Perry, 63, stopped short of making any definitive statement about making another run for the White House, saying, “I will active lead this great state and I’ll also pray and reflect and work to determine my own future path,” he said. “Any future considerations I will announce in due time and I will arrive at that decision appropriately, but my focus will remain on Texas.”
The governor had been a front runner for the 2012 Republican presidential nomination, but his campaign took several hits with embarrassing public moments. His most famous flub came during a during a nationally televised debate GOP debate when he simply uttered the word “oops”, after forgetting the third of three federal departments he’d pledged to close if he became the Commander in Chief.
Perry has been in office more than 12 years, making him the longest-serving governor in Texas history and the nation’s longest-sitting current governor.
Taking time to periodically pause, seemingly to compose himself, the staunch Christian conservative said, ” “I make this announcement with a deep sense of humility and appreciation for the time and the trust the people of this state has given me. Knowing I will truly miss serving in this capacity, because it is the greatest job in modern politics.”
During his announcement Monday afternoon Perry spoke with pride about convening a second special legislative session after a more than 12-hour filibuster by state Sen. Wendy Davis (D-Fort Worth) and the shouts of thousands of protestors ran out the clock on a Midnight deadline to vote on stringent new abortion restrictions.
“We have better protected the right-to-life for Texas children. We have protected the sanctity of marriage.
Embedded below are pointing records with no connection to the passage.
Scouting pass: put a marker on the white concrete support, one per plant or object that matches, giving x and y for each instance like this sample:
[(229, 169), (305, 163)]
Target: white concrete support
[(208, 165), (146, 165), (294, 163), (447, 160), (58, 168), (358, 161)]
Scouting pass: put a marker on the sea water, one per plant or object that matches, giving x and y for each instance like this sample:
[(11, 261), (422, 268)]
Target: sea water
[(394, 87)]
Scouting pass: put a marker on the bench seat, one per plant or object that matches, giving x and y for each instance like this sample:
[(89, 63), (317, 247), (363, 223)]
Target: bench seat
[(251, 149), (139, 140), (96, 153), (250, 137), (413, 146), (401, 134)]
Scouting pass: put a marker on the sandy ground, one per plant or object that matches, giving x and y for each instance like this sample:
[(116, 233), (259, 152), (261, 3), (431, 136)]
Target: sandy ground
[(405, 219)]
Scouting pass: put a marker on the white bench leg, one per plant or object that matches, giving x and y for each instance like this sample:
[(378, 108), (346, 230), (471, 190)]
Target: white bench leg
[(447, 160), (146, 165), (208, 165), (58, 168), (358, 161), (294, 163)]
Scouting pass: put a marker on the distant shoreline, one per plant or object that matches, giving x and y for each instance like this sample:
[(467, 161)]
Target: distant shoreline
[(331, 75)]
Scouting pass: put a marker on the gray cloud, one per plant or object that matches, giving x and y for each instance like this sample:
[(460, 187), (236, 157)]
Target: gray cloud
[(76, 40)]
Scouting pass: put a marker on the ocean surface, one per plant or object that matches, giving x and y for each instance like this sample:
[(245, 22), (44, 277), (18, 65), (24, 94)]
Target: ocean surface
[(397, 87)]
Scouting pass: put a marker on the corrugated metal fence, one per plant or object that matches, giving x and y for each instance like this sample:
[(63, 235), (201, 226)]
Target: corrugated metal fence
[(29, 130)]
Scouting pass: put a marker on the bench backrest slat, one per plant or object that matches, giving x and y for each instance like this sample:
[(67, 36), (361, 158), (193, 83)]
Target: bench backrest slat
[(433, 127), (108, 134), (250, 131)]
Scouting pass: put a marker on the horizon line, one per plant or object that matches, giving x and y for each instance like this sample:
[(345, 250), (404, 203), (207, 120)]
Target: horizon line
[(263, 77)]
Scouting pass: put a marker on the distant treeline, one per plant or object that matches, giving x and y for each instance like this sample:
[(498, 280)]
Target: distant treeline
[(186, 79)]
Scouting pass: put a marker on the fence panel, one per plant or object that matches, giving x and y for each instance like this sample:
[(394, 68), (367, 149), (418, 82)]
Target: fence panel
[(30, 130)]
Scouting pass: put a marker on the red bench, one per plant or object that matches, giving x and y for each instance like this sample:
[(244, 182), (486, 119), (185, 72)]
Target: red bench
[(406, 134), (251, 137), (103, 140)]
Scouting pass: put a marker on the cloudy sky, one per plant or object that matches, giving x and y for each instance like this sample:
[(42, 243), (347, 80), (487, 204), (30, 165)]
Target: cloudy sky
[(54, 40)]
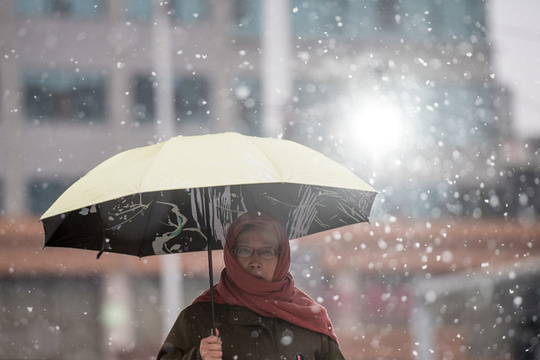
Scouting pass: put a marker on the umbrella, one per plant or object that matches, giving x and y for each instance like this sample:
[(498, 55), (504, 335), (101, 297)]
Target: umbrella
[(182, 194)]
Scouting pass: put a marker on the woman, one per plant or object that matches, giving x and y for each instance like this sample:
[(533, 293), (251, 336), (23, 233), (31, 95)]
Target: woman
[(259, 313)]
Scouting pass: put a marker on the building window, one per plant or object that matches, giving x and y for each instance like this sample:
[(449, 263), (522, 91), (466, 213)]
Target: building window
[(189, 10), (248, 17), (64, 96), (71, 8), (144, 107), (348, 18), (191, 99), (248, 99), (41, 194), (139, 10)]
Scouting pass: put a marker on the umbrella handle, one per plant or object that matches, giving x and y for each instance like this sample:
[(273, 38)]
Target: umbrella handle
[(211, 277)]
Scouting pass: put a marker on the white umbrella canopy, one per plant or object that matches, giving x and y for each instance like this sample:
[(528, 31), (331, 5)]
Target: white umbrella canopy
[(180, 195)]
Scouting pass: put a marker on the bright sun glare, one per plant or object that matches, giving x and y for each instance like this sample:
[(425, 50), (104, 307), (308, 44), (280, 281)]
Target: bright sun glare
[(378, 126)]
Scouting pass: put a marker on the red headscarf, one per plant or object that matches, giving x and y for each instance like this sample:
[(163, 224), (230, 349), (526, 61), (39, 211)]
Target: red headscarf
[(278, 298)]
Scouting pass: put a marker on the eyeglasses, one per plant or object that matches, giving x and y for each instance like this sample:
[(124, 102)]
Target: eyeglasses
[(264, 253)]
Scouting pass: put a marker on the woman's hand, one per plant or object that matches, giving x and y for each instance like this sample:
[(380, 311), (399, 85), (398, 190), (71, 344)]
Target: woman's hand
[(210, 347)]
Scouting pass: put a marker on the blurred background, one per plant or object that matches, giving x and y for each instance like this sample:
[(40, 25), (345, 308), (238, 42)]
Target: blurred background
[(433, 102)]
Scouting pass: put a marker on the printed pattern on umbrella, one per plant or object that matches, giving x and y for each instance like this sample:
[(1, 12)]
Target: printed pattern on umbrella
[(185, 220)]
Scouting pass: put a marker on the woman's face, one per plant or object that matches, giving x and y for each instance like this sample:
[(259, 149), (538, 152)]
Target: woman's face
[(256, 239)]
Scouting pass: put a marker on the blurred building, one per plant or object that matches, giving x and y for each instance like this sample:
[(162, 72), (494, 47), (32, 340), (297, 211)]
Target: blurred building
[(401, 91)]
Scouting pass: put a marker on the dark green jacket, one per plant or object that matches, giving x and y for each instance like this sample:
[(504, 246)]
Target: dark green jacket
[(245, 335)]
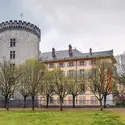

We respected the traditional values that made Texas the greatest state, in the greatest nation on earth,” Perry told the crowd, later adding, “Texas is and will remain a strong pro-life, pro-family, pro-freedom state.”
Perry was elected lieutenant governor of Texas in 1998, and assumed the role of governor when George W. Bush left Austin for the White House in December 2000.
Perry will serve out his term through January 2015.
The Republican many assume will be next in line to run for the office is Attorney General Greg Abbott. Abbott’s office made no indication about the attorney general’s political plans. Abbott did release a statement praising Perry’s work on the economy stating, “Our work together is not done, and over the next year and a half, we will continue our work to keep Texas the very best state for attracting jobs, raising families and advancing freedom.”